Scuole secondarie di primo grado paritarie cattoliche: sono 570 con 58.805 alunni che al 99,9% si avvalgono dell’insegnamento della religione, 564 dirigenti, 8.098 docenti e 3 mila altri dipendenti.
Infine, queste le cifre delle scuole secondarie di secondo grado: 656 con 55.506 alunni, 463 dirigenti, 9.331 docenti (compresi i 618 a titolo gratuito) e ancora circa 3 mila inquadrati come non docenti.
E la concentrazione regionale, di fatto, non cambia man mano che si cresce di grado.

Al di là della sentenza che riguarda la tassazione commerciale degli immobili che la chiesa destina ad asili, materne e scuole paritarie – la vera sostanza dei rapporti istituzionali ruota intorno alla legge numero 62 del 10 marzo 2000 firmata dal ministro dell’istruzione Luigi Berlinguer all’epoca del governo D’Alema-bis.

È già il diritto allo studio in formato «libero mercato» che ora Renzi ha perfezionato nella sua riforma, che è in perfetta sintonia con gli interessi del buono scuola. Tant’è che proprio negli ultimi 15 anni ha prosperato la «libertà di scelta delle famiglie» nel solco della Federazione opere educative della Compagnia delle opere. Di ben altro tenore, l’elite Faes (Famiglia e scuola) collegata alla prelatura dell’Opus Dei che non sente il bisogno di associarsi alla Fidae…

È, per altro, una questione di soldi pubblici con cui stato, regioni e enti locali finanziano le scuole cattoliche. Nella primavera 2013 proprio su questo a Bologna il 59% degli 80 mila votanti nel referendum aveva dato una netta indicazione alla giunta Merola (che ha fatto finta di nulla…).

Nel 2007 il governo Prodi aveva garantito al «sistema paritario» per lo più cattolico 566 milioni di euro in contributi spalmati dalle materne ai licei. Cifra che si è andata, di fatto, dimezzando in una sorta di Spending Review compensata però dal bonus con cui il governo Monti aveva dispensato dall’Ici la chiesa cattolica.

È poi così costante la parità scolastica? Nel 1992 gli alunni che utilizzavano l’offerta formativa cattolica erano 876.398 cioè il 9,1% del totale. Nel 2008, erano scesi a 603.683 pari solo al 6,7%. Una tendenza che va di pari passo con la consistenza dell’alternativa religiosa alla scuola pubblica. Nell’anno scolastico 1997-98 erano state censite 11.324 scuole cattoliche. In base al rapporto Cssc con i dati Miur della ministra Giannini, in quello appena archiviato ne funzionavano complessivamente solo 8.753.

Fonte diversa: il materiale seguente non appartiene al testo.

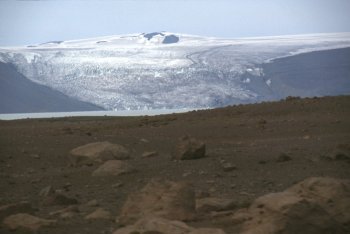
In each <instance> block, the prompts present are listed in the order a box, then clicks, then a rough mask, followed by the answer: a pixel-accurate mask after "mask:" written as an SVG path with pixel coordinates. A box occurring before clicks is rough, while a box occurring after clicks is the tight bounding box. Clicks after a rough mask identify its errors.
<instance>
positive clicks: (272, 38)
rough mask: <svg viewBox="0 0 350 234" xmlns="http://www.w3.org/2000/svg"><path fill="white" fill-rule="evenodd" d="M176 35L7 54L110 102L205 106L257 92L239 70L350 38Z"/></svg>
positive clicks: (32, 68)
mask: <svg viewBox="0 0 350 234" xmlns="http://www.w3.org/2000/svg"><path fill="white" fill-rule="evenodd" d="M177 36H179V38H180V41H179V42H178V43H175V44H169V45H163V44H159V41H160V40H161V38H158V37H155V38H154V39H152V40H151V41H142V40H144V38H142V37H140V35H137V34H135V35H126V36H125V35H124V36H111V37H103V38H94V39H86V40H76V41H67V42H62V43H56V44H55V43H53V44H44V45H41V46H40V45H39V46H35V47H27V48H23V47H22V48H3V49H0V61H3V62H9V63H13V64H14V65H15V66H16V67H17V69H18V70H19V71H20V72H21V73H22V74H24V75H25V76H26V77H27V78H29V79H30V80H32V81H34V82H37V83H40V84H43V85H46V86H49V87H51V88H53V89H55V90H58V91H60V92H62V93H64V94H67V95H69V96H71V97H74V98H77V99H79V100H83V101H88V102H91V103H94V104H96V105H99V106H102V107H104V108H106V109H108V110H140V109H162V108H168V109H176V108H203V107H216V106H222V105H228V104H231V103H232V102H233V100H247V101H249V100H251V101H254V100H256V98H257V97H258V95H257V94H256V93H254V92H252V91H250V90H247V89H246V88H244V87H245V86H244V85H243V84H245V83H249V82H250V80H249V79H243V80H242V79H240V77H241V75H242V74H246V73H249V74H250V75H253V76H264V73H263V70H262V69H261V68H259V66H258V65H259V64H261V63H264V62H268V61H271V60H273V59H274V58H277V57H284V56H290V55H295V54H298V53H303V52H310V51H315V50H325V49H334V48H341V47H349V46H350V34H348V33H343V34H321V35H303V36H289V37H288V36H286V37H266V38H246V39H232V40H229V39H216V38H204V37H198V36H189V35H178V34H177ZM102 41H103V43H101V42H102ZM270 84H271V80H267V81H266V85H270Z"/></svg>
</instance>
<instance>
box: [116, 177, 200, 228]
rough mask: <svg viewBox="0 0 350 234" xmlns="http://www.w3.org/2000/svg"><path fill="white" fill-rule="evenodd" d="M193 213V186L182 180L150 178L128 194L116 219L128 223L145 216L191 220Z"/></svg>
mask: <svg viewBox="0 0 350 234" xmlns="http://www.w3.org/2000/svg"><path fill="white" fill-rule="evenodd" d="M194 213H195V194H194V190H193V187H192V186H191V185H190V184H188V183H184V182H179V183H176V182H172V181H160V180H152V181H151V182H149V183H148V184H147V185H146V186H145V187H144V188H143V189H142V190H141V191H140V192H138V193H134V194H130V195H129V197H128V199H127V200H126V202H125V204H124V205H123V207H122V210H121V213H120V216H119V218H118V221H119V222H120V223H121V224H130V223H133V222H135V221H136V220H138V219H140V218H142V217H145V216H149V215H152V216H158V217H163V218H167V219H171V220H182V221H184V220H191V219H193V218H194Z"/></svg>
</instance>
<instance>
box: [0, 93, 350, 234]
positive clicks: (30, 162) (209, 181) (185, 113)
mask: <svg viewBox="0 0 350 234" xmlns="http://www.w3.org/2000/svg"><path fill="white" fill-rule="evenodd" d="M185 134H188V135H190V136H192V137H195V138H197V139H199V140H202V141H204V142H205V143H206V146H207V157H205V158H202V159H198V160H188V161H174V160H172V159H171V152H172V151H173V149H174V147H175V146H176V143H177V142H178V139H179V138H180V137H181V136H183V135H185ZM142 139H145V140H147V142H145V141H144V140H142ZM96 141H110V142H112V143H118V144H122V145H124V146H126V147H127V148H129V149H130V150H131V151H132V159H131V160H129V163H130V164H131V165H132V166H134V167H135V168H136V169H137V172H135V173H131V174H126V175H121V176H115V177H107V178H97V177H91V173H92V171H93V170H94V169H95V168H96V167H97V165H93V166H90V167H88V166H86V167H78V168H74V167H70V166H68V159H67V158H68V155H69V151H70V150H71V149H73V148H75V147H78V146H80V145H84V144H87V143H91V142H96ZM338 144H350V96H340V97H325V98H307V99H293V100H283V101H280V102H270V103H261V104H251V105H239V106H233V107H226V108H221V109H214V110H203V111H193V112H190V113H185V114H171V115H164V116H154V117H147V116H142V117H74V118H53V119H28V120H16V121H0V205H4V204H8V203H12V202H19V201H23V200H24V201H29V202H31V203H32V204H33V205H34V206H35V207H38V208H39V210H38V212H37V213H36V215H37V216H39V217H43V218H50V217H49V215H48V214H49V213H50V212H52V211H55V210H59V209H60V207H44V206H41V203H40V201H41V198H40V196H39V195H38V194H39V192H40V190H41V189H42V188H44V187H46V186H48V185H51V186H53V187H54V188H56V189H63V187H64V186H65V185H66V184H67V183H70V184H71V187H69V191H67V194H68V195H70V196H71V197H75V198H77V199H78V201H79V202H80V203H81V204H84V203H86V202H88V201H90V200H92V199H97V200H98V202H99V203H100V207H103V208H105V209H107V210H109V211H111V212H112V214H113V216H115V217H116V216H117V215H118V212H119V210H120V208H121V206H122V204H123V202H124V201H125V199H126V197H127V195H128V194H130V193H135V192H137V191H138V190H139V189H141V188H142V187H143V186H144V185H145V183H147V181H149V180H150V179H151V178H165V179H170V180H175V181H179V180H186V181H191V182H192V183H193V185H194V187H195V189H196V190H197V191H205V192H209V193H210V194H211V195H212V196H216V197H227V198H234V199H236V200H237V202H239V203H240V204H249V202H251V201H252V200H253V199H255V198H257V197H258V196H261V195H263V194H266V193H271V192H275V191H282V190H284V189H285V188H287V187H289V186H291V185H292V184H294V183H296V182H299V181H301V180H303V179H305V178H307V177H311V176H330V177H335V178H348V179H349V178H350V170H349V167H350V164H349V163H347V162H345V161H327V160H322V158H321V157H322V156H323V155H327V154H329V153H330V152H332V150H334V149H335V148H336V146H337V145H338ZM154 150H155V151H158V152H159V155H158V156H156V157H153V158H142V157H141V154H142V153H143V152H145V151H154ZM281 153H286V154H288V155H289V156H290V157H291V158H292V160H291V161H287V162H282V163H278V162H276V159H277V157H278V156H279V155H280V154H281ZM38 156H39V157H38ZM222 160H225V161H226V162H230V163H232V164H235V165H236V166H237V169H236V170H233V171H230V172H225V171H224V170H223V169H222V165H221V164H222V163H221V162H222ZM116 183H122V186H121V187H117V188H114V187H113V185H114V184H116ZM94 209H95V208H90V210H86V211H83V212H86V213H89V212H91V211H93V210H94ZM188 224H189V225H191V226H196V227H198V226H201V227H220V228H223V229H224V230H226V231H227V233H235V232H236V231H237V230H238V228H239V227H237V226H234V225H233V224H232V225H231V224H230V223H229V222H227V220H226V221H225V222H221V221H220V220H215V219H198V220H197V221H193V222H190V223H188ZM117 226H118V224H116V223H115V222H113V221H86V220H84V218H83V216H77V217H74V218H71V219H67V220H59V222H58V224H57V225H55V226H53V227H49V228H44V229H42V230H41V231H40V233H65V232H66V233H111V232H112V230H115V229H116V228H117ZM0 232H1V233H7V231H6V230H5V229H0Z"/></svg>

«Scuola: statale o paritaria purchè sia migliore» ammicca già l’edizione 2015 del Meeting di Rimini. Il 25 agosto, nel salone Intesa Sanpaolo B3 della Fiera ciellina, è previsto proprio l’intervento di Luigi Berlinguer, insieme a Claudia Giudici di Reggio Emilia,Susanna Mantovani dell’Università di Milano Bicocca.